Thursday 6 th June 1995

Sandy arrived at Visick Street at seven o'clock. Rehearsal for tonight was not on the agenda but he and Gypsy had agreed to get their heads round the problem of arranging songs to suit the band. He parked his bike round the side of the house where no one would trip over it and trotted round to the front door, rang the bell and waited. The space, where the Volvo was normally parked since Don had moved in, was empty, and Don's blue Rover was missing as well, which was odd; the man couldn't drive two cars at once. He was still puzzling it out when the door opened and Perquita stood smiling at him. "Hi! I thought you were Mrs Sykes." She led the way into the kitchen where Joe was unpacking a pile of midweek groceries.

"Where is everybody, then?"

"Mrs Sykes disappeared sometime today and hasn't come back yet, so Jose and I have had to do the shopping and we've only just got back. Maria's gone to pick Lucia up from a party, and I don't know where Gypsy is. He may be upstairs."

Sandy made the trek up to Gypsy's new room on the first floor and found it empty, and returned to the kitchen. "Perhaps Don's taken 'im somewhere, the Rover's gone, but so 'as the Volvo."

"Perhaps they've gone to fetch Ramon from Thursday Club," Jose offered. "That's usually Mrs. Sykes' job but we don't know where she is and we were late getting back from the supermarket; and Maria wasn't here.
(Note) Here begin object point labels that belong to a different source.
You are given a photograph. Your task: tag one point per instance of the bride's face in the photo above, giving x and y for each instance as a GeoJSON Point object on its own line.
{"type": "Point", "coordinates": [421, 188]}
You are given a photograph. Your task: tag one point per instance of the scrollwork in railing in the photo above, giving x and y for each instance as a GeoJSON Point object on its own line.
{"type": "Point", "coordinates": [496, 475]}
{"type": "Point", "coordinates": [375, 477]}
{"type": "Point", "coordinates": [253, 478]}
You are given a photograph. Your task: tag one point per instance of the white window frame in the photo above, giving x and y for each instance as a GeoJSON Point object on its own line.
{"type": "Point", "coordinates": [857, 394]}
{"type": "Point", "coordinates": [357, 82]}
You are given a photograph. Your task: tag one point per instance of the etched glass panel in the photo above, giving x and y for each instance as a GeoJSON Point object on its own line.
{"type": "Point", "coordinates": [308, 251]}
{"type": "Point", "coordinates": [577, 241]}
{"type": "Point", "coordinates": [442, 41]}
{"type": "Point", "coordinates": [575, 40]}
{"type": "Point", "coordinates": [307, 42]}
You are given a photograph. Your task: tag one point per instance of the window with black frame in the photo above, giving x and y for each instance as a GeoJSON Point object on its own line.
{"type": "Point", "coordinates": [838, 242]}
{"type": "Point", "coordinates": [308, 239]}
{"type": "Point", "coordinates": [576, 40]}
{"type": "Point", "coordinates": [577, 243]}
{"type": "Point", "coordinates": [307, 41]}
He'd have to go wouldn't he? He can't walk properly yet, so Don must have taken him. Mystery solved!" Jose grinned and stuffed a chocolate muffin in his mouth. Perquita snatched the packet off him before he ate the lot.

"Don can't drive two cars, can he?" Sandy turned to go back up the hall. "I'll go and watch out for them." He got no further than opening the front door. Ramon barged past him yelling and crying, with tears streaming down his agitated face. He was yelling something in Spanish and Sandy had to wait till Perquita calmed him down and questioned him. Horror filled her features her hands flew to her face, her eyes wide with alarm.

Sandy grabbed Jose by the arm as he began to run for the front door. "What's happened?"

"Gypsy's been taken. Ramon saw it all."